Ces phrases, John Bond les a dites bien trop souvent à son goût dans ses fonctions de direction chez Harper Collins et Penguin Books. Ce sont aussi ces phrases, et la réalité qu’elles recouvrent, qui l’ont mis sur la piste de «Whitefox

Cette entreprise, il l’a lancée en 2012 avec Annabel Wright, aussi une ancienne de Harper Collins. Whitefox est une plateforme qui rassemble des professionnels indépendants de l’édition et structure leur offre de relecture, de correction, de graphisme, de relations publiques etc. Surtout, Whitefox les connecte avec ceux qui ont besoin de ces services : auteurs, maisons d’éditions, marques et institutions. De l’avis de John Bond, Whitefox est une «structure de travail pour le 21e siècle.»

La base de données de Whitefox compte environ 1300 freelancers. «Ces professionnels ne se rendent pas chaque jour dans un même bureau aux mêmes heures. Ils n’effectuent pas une même série de tâches sous les yeux d’un même chef.  Non, Ils disposent plutôt d’un portfolio de missions et de clients» décrit John Bond. Et il relève, fort de son expérience dans le domaine, que «l’édition travaille de plus en plus avec des professionnels assignés à une mission plutôt qu’à un poste fixe de travail.» Question d’économies…

De la même façon, «depuis la crise de 2008, les maisons d’édition sont devenues particulièrement prudentes». Plus que jamais, elles y réfléchissent à deux fois avant d’accorder un contrat d’édition à un auteur. Celui qui, voici quelques années, en aurait obtenu un, pourrait s’en trouver aujourd’hui dépourvu. Son œuvre, alors, ne bénéficie plus de toute cette chaîne de services éditoriaux. Certains de ces auteurs, et d’autres également, font appel directement aux professionnels de l’édition rassemblés par Whitefox pour relire, corriger, concevoir la couverture de leur livre. Les auteurs auto-édités, par exemple, qui aspirent à une qualité professionnelle seraient sans doute tentés par l’offre de Whitefox. Ils gagnent alors, au passage, de suivre au plus près la production de leur œuvre. «Cette maîtrise des événements leur plaît» relève John Bond.

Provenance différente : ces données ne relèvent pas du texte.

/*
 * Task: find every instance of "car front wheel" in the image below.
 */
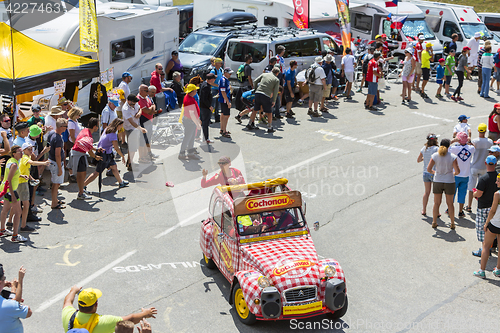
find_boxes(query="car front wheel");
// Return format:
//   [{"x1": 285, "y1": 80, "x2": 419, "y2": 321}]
[{"x1": 232, "y1": 282, "x2": 257, "y2": 325}]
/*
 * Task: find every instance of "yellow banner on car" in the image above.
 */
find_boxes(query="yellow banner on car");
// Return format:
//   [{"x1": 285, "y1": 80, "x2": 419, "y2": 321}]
[
  {"x1": 283, "y1": 301, "x2": 323, "y2": 315},
  {"x1": 79, "y1": 0, "x2": 99, "y2": 52},
  {"x1": 239, "y1": 230, "x2": 308, "y2": 244}
]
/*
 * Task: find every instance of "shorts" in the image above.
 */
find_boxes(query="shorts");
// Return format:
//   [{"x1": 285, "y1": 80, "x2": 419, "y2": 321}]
[
  {"x1": 4, "y1": 191, "x2": 19, "y2": 203},
  {"x1": 322, "y1": 84, "x2": 332, "y2": 98},
  {"x1": 468, "y1": 54, "x2": 478, "y2": 67},
  {"x1": 436, "y1": 79, "x2": 443, "y2": 85},
  {"x1": 332, "y1": 75, "x2": 339, "y2": 88},
  {"x1": 433, "y1": 181, "x2": 455, "y2": 195},
  {"x1": 284, "y1": 88, "x2": 294, "y2": 104},
  {"x1": 367, "y1": 82, "x2": 378, "y2": 95},
  {"x1": 254, "y1": 93, "x2": 273, "y2": 114},
  {"x1": 422, "y1": 67, "x2": 430, "y2": 81},
  {"x1": 445, "y1": 75, "x2": 453, "y2": 85},
  {"x1": 494, "y1": 70, "x2": 500, "y2": 81},
  {"x1": 95, "y1": 153, "x2": 116, "y2": 173},
  {"x1": 415, "y1": 66, "x2": 422, "y2": 75},
  {"x1": 17, "y1": 182, "x2": 29, "y2": 201},
  {"x1": 139, "y1": 115, "x2": 153, "y2": 146},
  {"x1": 220, "y1": 103, "x2": 231, "y2": 116},
  {"x1": 402, "y1": 74, "x2": 415, "y2": 84},
  {"x1": 423, "y1": 172, "x2": 434, "y2": 183},
  {"x1": 468, "y1": 168, "x2": 486, "y2": 191},
  {"x1": 345, "y1": 71, "x2": 354, "y2": 83},
  {"x1": 476, "y1": 207, "x2": 490, "y2": 242},
  {"x1": 488, "y1": 222, "x2": 500, "y2": 235},
  {"x1": 308, "y1": 84, "x2": 323, "y2": 103},
  {"x1": 48, "y1": 159, "x2": 64, "y2": 184},
  {"x1": 125, "y1": 129, "x2": 139, "y2": 153}
]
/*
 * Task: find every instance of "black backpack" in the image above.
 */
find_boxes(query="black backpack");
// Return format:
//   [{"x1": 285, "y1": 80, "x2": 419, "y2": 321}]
[{"x1": 306, "y1": 65, "x2": 318, "y2": 83}]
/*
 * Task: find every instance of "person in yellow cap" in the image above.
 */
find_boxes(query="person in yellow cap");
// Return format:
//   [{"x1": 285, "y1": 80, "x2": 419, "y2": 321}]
[
  {"x1": 420, "y1": 43, "x2": 433, "y2": 99},
  {"x1": 62, "y1": 286, "x2": 157, "y2": 333},
  {"x1": 178, "y1": 84, "x2": 201, "y2": 160}
]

Whitefox se substitue-t-il alors aux maisons d’édition? Non : «nous ne vendons pas de livres», distingue John Bond. «Dans dix ans, les maisons d’édition seront toujours là, pour sélectionner des livres et exploiter des droits, au format papier et au format digital.»

Mais Whitefox se propose également d’accompagner les maisons d’édition dans leurs réflexion stratégique. Le British Museum vend des livres de grande qualité, inspirés de ses collections et édités par la British Museum Press.  À l’heure de penser leur stratégie pour l’âge numérique, la vénérable institution britannique a fait appel à Whitefox. «Le marché se diversifie;  les maisons d’édition vont devoir compter avec le nombre croissant de données à leur disposition. Tout cela, c’est une évolution que nous avons envie d’accompagner.» Une évolution à tous crins vers le numérique? À cet égard, John Bond relève que l’intérêt pour les livres au format papier, parmi ses clients, reste équivalent à celui pour les livres numériques : «nos clients sont heureux de pouvoir se procurer des livres tangibles, qui leur servent de vecteur de communication.»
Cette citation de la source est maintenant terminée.